We should have as few people as possible between the frontline and the centre—from down here it’s muddling. Between the National Institute of Mental Health, the National Patient Safety Agency and the Modernisation Agency, you don’t know who you need to talk to to get things done.

Although Professor Appleby’s a perfectly nice guy and a highly intelligent man, his post has had no impact whatsoever on my day to day life. He’s a very good epidemiologist and clinical psychiatrist. Instead of seeing patients, he’s now doing a government job. This represents how clinical people are being taken up in running a government agenda. The government is so hungry for people to cover its backs it forgets that the more it demands information and sets up agencies, the less time we have to see patients. If in the past 40 years the government hasn’t worked out how to bring in good quality opinions from the professions then it’s not got a very good set up.

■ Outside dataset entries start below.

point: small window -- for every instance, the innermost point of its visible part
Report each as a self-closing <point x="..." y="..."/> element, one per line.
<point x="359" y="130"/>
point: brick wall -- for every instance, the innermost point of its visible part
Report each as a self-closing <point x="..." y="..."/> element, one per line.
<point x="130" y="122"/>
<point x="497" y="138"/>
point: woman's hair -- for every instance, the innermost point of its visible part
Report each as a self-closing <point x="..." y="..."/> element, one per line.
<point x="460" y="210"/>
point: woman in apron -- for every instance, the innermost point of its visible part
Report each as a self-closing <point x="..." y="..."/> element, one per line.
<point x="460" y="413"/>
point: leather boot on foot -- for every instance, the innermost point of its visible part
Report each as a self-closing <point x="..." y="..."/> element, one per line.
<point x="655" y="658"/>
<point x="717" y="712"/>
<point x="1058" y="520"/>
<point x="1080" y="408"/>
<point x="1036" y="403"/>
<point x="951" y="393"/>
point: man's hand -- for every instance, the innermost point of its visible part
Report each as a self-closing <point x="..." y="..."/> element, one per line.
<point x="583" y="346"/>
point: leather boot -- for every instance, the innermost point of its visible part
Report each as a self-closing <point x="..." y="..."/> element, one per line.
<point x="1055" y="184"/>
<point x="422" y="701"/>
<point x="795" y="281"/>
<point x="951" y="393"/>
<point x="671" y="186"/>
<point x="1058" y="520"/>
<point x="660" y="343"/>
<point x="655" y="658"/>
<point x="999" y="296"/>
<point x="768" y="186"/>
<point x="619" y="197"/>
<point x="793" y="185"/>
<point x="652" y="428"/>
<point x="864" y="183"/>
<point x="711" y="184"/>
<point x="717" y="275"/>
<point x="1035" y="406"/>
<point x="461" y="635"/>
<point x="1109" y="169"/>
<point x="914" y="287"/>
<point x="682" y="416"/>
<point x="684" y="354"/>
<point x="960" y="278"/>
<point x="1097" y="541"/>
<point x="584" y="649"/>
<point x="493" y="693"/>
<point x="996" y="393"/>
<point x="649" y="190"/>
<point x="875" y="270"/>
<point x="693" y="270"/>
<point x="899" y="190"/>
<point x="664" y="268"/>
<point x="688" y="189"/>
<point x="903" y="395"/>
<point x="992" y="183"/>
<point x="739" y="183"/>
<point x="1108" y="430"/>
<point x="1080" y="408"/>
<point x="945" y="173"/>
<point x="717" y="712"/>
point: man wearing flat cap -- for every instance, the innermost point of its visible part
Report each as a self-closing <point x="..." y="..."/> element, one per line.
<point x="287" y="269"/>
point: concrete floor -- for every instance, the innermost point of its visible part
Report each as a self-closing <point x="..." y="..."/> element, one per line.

Professor Simon Wessely, department of psychological medicine at Guy’s, King’s, and St Thomas’s School of Medicine, London, and the Institute of Psychiatry, London: As a university academic psychiatrist who does not work with severely mentally ill people, it is hard for me to assess the performance of our national director as most of what he has accomplished has been in the field of service development for those with severe mental illness, reflecting the general direction of policy on mental illness. Indeed, if one wanted to assess whether a national director has actually improved the public mental health, such a question might be more appropriately directed to the director for primary care, as that is where most of those with mental health problems are seen, managed, and sometimes treated. However, I can draw attention to one tangible benefit that has affected my world.

The Medical Research Council is currently considering over 400 new applications for research into either the biology of mental disorders or new clinical trials to improve the treatment of mental disorders. In a lean funding cycle this would not have happened without the strong championing of mental health issues—and even the occasional arm twisting—by Professor Appleby, and this has to be warmly welcomed. But there has been one serious adverse effect of his period as national director. Before his rise to eminence, Louis was a gifted and often painfully funny journalist, writer, and gossip columnist. Being a tsar has denied us his skills as a satirist. But let’s hope he has kept a diary. It will make entertaining reading one day.

Richard Brook, chief executive of MIND: Over three years ago, it was brilliant that mental health was one of the top three priorities in the NHS, and Louis was appointed to champion the huge improvements promised. Louis is responsive and genuinely committed to ensuring quality mental health services. He has always been interested in understanding service users’ concerns.

Under his tenure we have developed better strategic thinking towards mental health than we have ever had. Some of the work has taken forward enormously the concepts—and more importantly, specific services—in areas such as acute services. It is disappointing that despite these improvements other key areas of mental health services, such as primary care, have made such limited progress.

Much remains to be implemented. Investment and performance do not match the promises of those early, exciting days. Those ambitious targets are beginning to look further away than originally planned. There have also been some major mistakes, such as the fiasco over the proposed new mental health legislation and the confused plans that led to the creation of the National Institute of Mental Health England. That institute had real potential but quickly became a quango that has led to confusion and lack of direction regarding this new agenda.

The political drive for change seems to be ebbing, and it is here that service users—MIND’s key constituents—especially feel more could and should have been done by the tsar. Publicly, Louis has never been the visible, ardent, and forceful commentator and champion for users of mental health service that some of the other clinical directors have been in their areas. I believe it is so essential that—using a recent phrase from political life—the quiet man should turn up the volume.